8086 is divided into 4 segments i.e. Code, Stack, Data and Extra segment. Now when the data will be stored in code segment it will be in sequential order from 0000 to FFFF. The stack segment will be stored in the last in first out order. In stack, the data will be stored from FFFF to 0000 and when it comes to 0000 it will again start from FFFF. So there is no chance of overriding to Code segment or data segment. The data will be stored in the desired segment and not exceed other segments.

  • Segmentation ensures that data is stored in the desired segment and cannot exceed into other segments.
  • This prevents overriding and ensures data integrity.

Lower Memory Layout in Real Mode

image-118.png
      +---------------------------+
FFFFF |        System ROM         |
      +---------------------------+
F0000 |     Expansion ROMs        |
      +---------------------------+
      |                           |
A0000 |       Video Memory        |
      |                           |
      +---------------------------+
9FFFF |     Conventional Memory   |
      |                           |
      +---------------------------+
00400 |     BIOS Data Area        |
      +---------------------------+
00000 |  Interrupt Vector Table   |
      +---------------------------+
      
As we know in real mode it can access upto 1MB of memory.
so, 1MB = 2^20 bytes
Converting to hex = 100000h
So, we have the memory range from 0 to 0xFFFFF
      
0x00000 - 0x003FF: Interrupt Vector Table (IVT)
0x00400 - 0x004FF: BIOS Data Area (BDA)
0x00500 - 0x07BFF: Reserved for BIOS and system use
0x07C00 - 0x7DFFF: Bootloader and program area
0x7E000 - 0x9FFFF: Reserved for expansion ROMs
0xA0000 - 0xBFFFF: Video RAM (VRAM) and BIOS ROM
0xC0000 - 0xDFFFF: Reserved for motherboard and expansion ROMs
0xE0000 - 0xFFFFF: Reserved for system BIOS, adapter ROMs, and other system devices.

Memory Segmentation:

Memory segmentation is used to access memory in 16-bit real mode. The 1 MB address space is divided into segments, each of which is 64 KB in size.
Each segment is addressed using a segment register: CS (Code Segment), DS (Data Segment), ES (Extra Segment), SS (Stack Segment).
The physical address is calculated by shifting the segment register left by 4 bits (equivalent to multiplying by 16) and adding the offset.

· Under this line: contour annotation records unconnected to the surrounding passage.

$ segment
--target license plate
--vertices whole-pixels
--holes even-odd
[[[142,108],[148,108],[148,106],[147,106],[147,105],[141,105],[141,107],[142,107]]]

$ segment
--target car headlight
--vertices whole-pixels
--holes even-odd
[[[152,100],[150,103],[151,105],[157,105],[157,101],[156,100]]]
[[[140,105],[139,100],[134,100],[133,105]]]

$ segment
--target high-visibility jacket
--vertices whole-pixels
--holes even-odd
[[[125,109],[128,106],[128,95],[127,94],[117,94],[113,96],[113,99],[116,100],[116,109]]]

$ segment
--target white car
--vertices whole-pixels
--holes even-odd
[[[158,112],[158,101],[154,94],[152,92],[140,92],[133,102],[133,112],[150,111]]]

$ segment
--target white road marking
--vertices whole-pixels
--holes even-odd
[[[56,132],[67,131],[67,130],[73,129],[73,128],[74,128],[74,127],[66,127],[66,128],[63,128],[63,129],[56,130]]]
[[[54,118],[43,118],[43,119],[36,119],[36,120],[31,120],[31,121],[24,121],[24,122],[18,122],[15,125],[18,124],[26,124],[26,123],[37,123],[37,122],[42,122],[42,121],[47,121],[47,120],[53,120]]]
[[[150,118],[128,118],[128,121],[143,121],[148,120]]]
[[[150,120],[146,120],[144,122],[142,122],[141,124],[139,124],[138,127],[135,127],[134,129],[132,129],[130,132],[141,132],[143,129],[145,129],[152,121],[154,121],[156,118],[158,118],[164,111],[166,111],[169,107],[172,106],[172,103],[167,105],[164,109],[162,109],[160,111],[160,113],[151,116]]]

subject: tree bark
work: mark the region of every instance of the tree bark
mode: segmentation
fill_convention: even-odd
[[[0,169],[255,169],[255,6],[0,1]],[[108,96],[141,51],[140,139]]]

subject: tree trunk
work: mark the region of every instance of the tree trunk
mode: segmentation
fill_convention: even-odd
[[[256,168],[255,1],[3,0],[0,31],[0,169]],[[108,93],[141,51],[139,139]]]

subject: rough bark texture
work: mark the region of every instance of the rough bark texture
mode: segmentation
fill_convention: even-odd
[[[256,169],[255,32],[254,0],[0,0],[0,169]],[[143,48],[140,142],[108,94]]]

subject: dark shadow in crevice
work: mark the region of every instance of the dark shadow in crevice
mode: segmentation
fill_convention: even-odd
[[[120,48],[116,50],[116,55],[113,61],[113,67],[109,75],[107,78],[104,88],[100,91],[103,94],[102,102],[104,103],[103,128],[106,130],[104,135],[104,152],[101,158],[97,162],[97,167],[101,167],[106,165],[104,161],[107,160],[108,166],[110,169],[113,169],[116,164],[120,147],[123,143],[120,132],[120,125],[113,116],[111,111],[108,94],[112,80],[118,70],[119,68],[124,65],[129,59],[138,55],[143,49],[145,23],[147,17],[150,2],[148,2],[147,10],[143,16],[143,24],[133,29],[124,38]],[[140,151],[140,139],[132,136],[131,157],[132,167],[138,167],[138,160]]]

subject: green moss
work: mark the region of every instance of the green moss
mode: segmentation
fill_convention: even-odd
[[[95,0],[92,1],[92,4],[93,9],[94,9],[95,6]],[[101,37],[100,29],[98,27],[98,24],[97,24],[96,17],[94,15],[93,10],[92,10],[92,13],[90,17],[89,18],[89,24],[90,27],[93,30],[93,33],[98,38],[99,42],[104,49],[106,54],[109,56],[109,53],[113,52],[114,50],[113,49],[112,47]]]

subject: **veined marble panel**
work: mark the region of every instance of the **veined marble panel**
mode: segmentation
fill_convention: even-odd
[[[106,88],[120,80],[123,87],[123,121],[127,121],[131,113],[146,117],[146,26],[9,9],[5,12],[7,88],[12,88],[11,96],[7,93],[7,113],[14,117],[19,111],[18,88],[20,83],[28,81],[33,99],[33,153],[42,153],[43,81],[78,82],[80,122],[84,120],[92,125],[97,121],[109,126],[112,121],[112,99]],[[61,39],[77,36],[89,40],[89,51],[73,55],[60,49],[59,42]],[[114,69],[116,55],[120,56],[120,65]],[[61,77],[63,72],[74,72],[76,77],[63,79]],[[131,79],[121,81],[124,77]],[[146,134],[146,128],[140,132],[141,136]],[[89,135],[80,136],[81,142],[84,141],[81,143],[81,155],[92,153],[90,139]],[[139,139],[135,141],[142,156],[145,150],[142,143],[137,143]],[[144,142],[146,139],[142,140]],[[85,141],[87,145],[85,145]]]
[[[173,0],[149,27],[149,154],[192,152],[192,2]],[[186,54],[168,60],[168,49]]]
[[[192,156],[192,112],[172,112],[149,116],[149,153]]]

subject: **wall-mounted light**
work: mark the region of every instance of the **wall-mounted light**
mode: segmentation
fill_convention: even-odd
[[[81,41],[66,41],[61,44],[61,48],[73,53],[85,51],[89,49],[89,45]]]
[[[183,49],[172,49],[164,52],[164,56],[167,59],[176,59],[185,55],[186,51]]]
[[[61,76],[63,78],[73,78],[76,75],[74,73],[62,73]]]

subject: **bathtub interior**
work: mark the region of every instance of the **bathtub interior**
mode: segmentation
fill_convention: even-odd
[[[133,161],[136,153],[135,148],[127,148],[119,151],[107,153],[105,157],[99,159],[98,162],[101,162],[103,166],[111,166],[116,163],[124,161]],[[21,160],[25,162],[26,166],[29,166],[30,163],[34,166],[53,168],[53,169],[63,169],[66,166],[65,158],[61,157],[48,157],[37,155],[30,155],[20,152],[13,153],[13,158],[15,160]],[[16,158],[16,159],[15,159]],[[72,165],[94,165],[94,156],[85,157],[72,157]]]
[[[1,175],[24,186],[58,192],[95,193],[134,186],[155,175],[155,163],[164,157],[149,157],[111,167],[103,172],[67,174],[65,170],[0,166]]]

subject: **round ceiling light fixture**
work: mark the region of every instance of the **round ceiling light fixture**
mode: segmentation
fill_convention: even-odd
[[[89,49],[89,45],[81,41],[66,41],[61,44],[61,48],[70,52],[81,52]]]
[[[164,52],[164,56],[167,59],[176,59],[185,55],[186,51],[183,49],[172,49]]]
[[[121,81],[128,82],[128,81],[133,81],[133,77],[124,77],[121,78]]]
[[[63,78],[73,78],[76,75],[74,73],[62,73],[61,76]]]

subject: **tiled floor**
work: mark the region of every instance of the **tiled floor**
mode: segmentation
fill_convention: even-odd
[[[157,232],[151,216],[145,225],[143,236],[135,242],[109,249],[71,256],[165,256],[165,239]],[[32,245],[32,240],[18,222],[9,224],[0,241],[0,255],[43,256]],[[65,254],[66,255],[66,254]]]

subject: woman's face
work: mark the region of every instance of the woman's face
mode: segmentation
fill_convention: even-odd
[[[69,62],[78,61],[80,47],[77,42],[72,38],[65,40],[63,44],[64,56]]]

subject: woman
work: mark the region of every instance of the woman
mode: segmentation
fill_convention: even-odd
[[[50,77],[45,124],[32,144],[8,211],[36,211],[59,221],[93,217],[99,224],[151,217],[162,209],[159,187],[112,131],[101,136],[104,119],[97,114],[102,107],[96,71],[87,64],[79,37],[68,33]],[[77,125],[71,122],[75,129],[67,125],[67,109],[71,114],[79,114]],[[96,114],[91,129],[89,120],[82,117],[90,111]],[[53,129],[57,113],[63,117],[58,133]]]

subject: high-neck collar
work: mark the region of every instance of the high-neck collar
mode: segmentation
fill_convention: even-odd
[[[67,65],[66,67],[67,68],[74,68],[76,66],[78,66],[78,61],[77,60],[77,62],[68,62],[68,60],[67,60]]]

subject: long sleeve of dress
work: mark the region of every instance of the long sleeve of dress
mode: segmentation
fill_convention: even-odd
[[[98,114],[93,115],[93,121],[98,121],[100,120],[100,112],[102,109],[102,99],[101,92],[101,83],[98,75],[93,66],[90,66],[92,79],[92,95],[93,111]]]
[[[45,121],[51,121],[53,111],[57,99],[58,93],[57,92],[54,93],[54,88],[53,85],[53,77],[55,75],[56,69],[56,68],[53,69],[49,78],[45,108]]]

Interrupt Vector Table (IVT):

  • Located at the memory address 0x00000 to 0x003FF.
  • Contains 256 entries, each corresponding to a specific interrupt vector.
  • Each entry in the IVT is 4 bytes long, allowing for a total of 256 interrupt vectors.
  • Each entry is a far pointer (segment:offset) to the interrupt handler routine.

BIOS Data Area (BDA):

Located at the memory address 0x00400 to 0x004FF.
Contains system configuration and status information.
Used by the BIOS routines during system startup.